On a happier note, we have a family of House Finches that have made a nest in the rafters of our balcony, under the balcony upstairs. Aaron and I have grown fond of them and feel like the proud parents ourselves. There are 4 or 5 babies in the nest, and mom and dad are frequently coming in and out bringing food. You always know when food has arrived since they all start chirping. I imagine they are saying, "Hey! I want some food! Come on Mom, me me me." They are just the absolutely cutest little fluff-balls, and you often see them sticking their heads up from the nest with their beaks wide open. The nest is up pretty high so we don't have a completely clear view into it, but we can see Mom and Dad and the heads and beaks of the little ones, especially when it's feeding time. We have definitely grown attached since we saw the beginnings of a nest a month or two ago. Here are some pictures of Mom and the babies:
Mom watching over her nest
Little head and beak peaking out of the nest
Two little heads and beaks peaking out looking for food
Anyway, I think that's about it. I think it will be a fairly quiet week. I go tomorrow to get my spinal cord stimulator adjusted to see if we can tweak a few things to help me get better coverage and relief.
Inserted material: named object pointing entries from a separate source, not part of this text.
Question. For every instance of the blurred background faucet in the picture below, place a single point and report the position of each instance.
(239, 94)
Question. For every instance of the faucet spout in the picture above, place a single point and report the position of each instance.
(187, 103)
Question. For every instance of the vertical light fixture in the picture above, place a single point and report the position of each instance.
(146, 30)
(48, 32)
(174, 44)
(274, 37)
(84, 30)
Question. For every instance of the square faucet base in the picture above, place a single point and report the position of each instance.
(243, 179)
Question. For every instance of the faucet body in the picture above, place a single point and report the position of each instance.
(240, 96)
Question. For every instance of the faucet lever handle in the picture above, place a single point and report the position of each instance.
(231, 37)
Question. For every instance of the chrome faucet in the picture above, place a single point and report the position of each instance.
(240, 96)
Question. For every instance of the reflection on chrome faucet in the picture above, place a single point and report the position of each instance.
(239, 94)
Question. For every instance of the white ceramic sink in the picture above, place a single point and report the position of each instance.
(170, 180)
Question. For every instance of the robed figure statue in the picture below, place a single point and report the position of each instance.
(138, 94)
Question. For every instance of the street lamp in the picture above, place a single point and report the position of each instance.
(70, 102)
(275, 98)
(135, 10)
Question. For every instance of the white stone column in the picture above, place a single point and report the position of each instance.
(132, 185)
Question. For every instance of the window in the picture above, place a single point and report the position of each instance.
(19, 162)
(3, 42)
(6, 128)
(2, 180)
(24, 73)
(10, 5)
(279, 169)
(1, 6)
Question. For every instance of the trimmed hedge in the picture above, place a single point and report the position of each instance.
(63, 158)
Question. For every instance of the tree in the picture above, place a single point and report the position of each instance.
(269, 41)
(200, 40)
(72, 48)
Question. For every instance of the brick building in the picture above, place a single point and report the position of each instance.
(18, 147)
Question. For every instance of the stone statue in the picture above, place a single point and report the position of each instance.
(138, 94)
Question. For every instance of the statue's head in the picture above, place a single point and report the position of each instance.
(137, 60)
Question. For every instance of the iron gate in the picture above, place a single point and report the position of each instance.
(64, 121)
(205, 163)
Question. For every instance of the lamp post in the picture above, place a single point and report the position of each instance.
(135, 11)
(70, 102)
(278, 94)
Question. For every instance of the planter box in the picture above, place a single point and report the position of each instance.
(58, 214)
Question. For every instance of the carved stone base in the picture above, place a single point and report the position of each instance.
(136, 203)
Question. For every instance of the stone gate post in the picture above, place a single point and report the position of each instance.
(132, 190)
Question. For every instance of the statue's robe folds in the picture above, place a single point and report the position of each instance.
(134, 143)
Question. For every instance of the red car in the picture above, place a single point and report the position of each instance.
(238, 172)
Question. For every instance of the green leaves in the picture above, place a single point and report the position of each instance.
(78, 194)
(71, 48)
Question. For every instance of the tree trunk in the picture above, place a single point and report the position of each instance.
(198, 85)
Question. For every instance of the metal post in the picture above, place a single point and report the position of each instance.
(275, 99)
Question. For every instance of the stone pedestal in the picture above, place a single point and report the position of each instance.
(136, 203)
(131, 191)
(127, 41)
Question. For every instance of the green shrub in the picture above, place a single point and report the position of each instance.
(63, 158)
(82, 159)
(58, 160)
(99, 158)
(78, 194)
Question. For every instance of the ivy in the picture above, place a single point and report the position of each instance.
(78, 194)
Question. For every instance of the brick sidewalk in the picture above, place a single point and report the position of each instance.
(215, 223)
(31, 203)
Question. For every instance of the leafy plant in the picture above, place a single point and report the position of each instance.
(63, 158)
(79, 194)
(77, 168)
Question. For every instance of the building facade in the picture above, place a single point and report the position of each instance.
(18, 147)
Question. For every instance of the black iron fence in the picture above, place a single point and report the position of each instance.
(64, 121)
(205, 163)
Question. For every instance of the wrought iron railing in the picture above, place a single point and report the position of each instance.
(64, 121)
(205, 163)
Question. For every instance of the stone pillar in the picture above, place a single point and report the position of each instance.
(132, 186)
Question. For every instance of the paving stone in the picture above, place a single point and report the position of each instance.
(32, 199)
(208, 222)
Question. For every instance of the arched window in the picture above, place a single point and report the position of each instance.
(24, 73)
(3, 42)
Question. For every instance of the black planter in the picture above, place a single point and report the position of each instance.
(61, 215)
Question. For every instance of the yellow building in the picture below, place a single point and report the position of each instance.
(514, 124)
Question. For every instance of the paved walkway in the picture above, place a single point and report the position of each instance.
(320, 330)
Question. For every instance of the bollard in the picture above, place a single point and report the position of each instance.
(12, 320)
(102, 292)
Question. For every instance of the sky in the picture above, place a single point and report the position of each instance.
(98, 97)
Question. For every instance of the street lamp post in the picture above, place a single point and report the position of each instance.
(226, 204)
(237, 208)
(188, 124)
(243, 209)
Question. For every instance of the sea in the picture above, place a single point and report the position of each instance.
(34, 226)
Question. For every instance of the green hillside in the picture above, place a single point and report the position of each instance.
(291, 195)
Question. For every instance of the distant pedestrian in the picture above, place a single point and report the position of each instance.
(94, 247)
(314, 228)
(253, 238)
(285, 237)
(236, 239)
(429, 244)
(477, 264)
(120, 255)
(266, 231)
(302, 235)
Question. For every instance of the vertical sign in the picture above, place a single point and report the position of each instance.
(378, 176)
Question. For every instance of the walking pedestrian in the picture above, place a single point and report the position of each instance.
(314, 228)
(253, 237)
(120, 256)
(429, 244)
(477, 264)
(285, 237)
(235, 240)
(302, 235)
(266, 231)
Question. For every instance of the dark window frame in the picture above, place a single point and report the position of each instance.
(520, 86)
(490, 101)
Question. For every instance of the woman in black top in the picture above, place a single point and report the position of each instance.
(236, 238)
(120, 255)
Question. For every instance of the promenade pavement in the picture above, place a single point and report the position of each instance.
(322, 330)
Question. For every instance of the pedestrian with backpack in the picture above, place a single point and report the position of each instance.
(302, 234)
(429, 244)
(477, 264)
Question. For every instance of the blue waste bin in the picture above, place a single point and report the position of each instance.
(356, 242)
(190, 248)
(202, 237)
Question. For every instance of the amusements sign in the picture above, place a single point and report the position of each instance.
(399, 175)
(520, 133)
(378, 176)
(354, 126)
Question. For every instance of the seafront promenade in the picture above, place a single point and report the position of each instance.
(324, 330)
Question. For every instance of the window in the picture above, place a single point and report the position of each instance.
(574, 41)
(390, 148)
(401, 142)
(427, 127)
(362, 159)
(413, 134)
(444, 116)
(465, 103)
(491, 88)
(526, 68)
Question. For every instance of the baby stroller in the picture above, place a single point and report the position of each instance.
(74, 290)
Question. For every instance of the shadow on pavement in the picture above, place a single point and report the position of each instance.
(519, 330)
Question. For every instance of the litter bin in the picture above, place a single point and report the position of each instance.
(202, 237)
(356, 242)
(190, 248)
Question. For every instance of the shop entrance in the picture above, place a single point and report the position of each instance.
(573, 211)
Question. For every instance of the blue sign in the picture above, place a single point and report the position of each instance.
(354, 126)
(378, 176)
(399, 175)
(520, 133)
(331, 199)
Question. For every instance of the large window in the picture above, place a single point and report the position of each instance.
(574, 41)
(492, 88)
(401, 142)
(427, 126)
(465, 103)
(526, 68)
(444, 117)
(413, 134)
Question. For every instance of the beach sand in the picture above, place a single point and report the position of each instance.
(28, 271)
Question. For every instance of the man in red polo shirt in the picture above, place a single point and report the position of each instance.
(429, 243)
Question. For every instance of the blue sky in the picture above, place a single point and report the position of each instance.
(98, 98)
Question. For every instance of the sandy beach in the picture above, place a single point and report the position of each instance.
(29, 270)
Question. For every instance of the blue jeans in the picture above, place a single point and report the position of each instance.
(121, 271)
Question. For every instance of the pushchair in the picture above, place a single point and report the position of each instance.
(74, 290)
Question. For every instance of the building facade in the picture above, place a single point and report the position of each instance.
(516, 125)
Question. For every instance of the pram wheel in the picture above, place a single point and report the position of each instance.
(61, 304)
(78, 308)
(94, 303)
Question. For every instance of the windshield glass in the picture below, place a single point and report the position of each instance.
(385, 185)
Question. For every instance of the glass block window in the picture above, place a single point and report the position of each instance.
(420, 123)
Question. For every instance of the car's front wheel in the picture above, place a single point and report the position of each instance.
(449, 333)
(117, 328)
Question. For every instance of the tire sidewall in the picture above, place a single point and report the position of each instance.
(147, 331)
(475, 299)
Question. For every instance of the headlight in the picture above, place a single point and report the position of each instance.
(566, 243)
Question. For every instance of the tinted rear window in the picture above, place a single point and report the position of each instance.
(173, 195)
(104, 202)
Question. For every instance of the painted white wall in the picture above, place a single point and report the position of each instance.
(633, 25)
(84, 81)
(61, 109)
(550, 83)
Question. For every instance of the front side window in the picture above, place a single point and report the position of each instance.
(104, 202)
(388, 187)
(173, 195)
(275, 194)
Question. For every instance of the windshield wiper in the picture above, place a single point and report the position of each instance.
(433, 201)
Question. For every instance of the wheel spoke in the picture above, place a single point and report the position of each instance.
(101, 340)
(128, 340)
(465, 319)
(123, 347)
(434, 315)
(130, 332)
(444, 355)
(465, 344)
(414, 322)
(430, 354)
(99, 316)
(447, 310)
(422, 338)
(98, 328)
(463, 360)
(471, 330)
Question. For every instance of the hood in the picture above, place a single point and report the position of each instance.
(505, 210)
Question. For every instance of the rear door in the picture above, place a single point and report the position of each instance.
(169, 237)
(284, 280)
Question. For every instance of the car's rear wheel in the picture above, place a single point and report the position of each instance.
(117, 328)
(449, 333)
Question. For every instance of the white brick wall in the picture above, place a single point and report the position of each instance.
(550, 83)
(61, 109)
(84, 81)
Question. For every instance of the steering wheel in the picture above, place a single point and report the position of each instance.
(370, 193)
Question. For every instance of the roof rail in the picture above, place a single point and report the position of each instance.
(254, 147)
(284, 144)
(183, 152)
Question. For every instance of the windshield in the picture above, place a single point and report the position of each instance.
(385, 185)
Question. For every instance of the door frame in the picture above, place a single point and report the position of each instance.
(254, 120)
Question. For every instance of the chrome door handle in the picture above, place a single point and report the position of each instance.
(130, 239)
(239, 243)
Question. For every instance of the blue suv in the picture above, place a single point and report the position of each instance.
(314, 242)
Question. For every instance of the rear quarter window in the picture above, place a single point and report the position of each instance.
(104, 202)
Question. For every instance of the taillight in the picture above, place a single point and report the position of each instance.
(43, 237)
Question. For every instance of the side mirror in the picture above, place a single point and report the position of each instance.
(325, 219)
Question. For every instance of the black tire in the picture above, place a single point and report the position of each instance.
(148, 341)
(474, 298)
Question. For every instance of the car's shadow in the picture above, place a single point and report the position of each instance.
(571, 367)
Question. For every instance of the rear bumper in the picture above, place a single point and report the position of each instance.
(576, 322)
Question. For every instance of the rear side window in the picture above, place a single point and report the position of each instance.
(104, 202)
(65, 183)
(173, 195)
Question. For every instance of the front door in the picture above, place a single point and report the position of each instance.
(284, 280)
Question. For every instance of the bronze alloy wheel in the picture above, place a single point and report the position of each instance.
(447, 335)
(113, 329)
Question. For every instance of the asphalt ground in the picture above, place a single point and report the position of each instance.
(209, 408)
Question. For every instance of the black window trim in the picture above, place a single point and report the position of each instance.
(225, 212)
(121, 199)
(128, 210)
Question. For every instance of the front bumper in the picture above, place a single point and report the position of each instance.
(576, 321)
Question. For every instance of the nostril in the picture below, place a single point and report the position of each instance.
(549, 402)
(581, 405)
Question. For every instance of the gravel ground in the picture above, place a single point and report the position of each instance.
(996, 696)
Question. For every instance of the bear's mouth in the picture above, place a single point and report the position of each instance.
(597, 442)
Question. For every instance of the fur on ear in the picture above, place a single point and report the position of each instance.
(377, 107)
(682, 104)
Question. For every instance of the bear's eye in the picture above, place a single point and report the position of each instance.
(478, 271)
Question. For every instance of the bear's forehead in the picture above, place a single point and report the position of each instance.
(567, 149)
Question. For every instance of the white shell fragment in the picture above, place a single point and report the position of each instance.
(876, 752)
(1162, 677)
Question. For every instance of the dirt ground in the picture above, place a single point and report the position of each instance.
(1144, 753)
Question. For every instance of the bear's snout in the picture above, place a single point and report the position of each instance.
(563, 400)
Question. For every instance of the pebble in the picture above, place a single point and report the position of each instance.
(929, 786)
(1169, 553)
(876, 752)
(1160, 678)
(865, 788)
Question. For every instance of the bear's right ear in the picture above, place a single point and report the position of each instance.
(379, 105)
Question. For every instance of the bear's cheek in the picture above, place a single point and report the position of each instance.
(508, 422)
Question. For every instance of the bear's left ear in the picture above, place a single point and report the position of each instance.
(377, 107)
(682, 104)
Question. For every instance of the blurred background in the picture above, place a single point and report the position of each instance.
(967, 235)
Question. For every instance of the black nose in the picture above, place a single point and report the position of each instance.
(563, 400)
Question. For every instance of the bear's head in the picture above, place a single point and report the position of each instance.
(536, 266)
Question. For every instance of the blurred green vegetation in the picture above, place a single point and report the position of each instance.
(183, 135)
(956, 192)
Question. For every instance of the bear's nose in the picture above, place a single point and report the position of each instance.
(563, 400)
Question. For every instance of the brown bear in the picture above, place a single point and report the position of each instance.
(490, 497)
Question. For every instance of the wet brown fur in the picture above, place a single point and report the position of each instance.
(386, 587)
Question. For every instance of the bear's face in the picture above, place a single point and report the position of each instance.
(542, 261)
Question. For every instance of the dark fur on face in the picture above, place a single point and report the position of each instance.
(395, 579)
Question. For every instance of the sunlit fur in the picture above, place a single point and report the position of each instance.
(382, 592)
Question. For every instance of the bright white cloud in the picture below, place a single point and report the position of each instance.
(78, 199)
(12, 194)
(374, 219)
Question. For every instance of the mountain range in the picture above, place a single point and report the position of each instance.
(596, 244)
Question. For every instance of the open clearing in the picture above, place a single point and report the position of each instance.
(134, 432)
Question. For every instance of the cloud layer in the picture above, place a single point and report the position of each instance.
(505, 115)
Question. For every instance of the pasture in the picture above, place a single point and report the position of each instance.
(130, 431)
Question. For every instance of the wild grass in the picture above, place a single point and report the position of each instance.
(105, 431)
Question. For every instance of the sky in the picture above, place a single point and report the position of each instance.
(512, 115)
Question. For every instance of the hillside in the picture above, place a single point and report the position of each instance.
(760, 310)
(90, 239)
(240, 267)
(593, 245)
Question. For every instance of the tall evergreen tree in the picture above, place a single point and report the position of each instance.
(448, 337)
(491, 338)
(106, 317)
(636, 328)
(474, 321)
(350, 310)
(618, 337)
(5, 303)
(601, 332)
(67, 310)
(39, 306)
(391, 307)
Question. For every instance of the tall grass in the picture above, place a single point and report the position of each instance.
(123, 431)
I am extremely doubtful that that will be the case, but I can always dream and hope. The leads just aren't up high enough (due to scar tissue blocking the way- don't want major spinal surgery, with them removing a piece of my spine and the scar tissue in order to fix it. It's not guaranteed to help either), so I have to live with what I do have. It does help, and I would be even worse without it, but it could be better. I am also hoping to get my paperwork signed by the doctor while I am there so I can start doing aqua therapy on my own. I "graduated" from aqua therapy because insurance doesn't pay to maintain and I wasn't making enough progress for them. I keep trying to tell that that I didn't get this way overnight, but it doesn't matter. At least once I get the paperwork signed, I can start going and doing it on my own, and Aaron will come with me occasionally to help me stretch and provide traction for my spine while I am in the water. I would highly recommend aqua therapy to anyone with chronic pain- my only advice is to make sure the pool is warm enough. I had to switch to a pool 10 degrees warmer (the pool I am currently going to is around 94 degrees) because cold and RSD don't mix. The "cold" 84 degree water was more painful than helpful, and I like my current pool and the program I was doing much better. I am hoping to start back soon because I miss it. Alright, I 'm sorry I was so long-winded. I am going to try to do my next post on my "RSD Story." As always, I appreciate any comments, constructive criticism or anything else. I am new to blogging and sharing my story and life with the world. I don't know how often I will write, but I will try to do it a few times a week, depending on how Aaron and I are doing. Thanks for reading!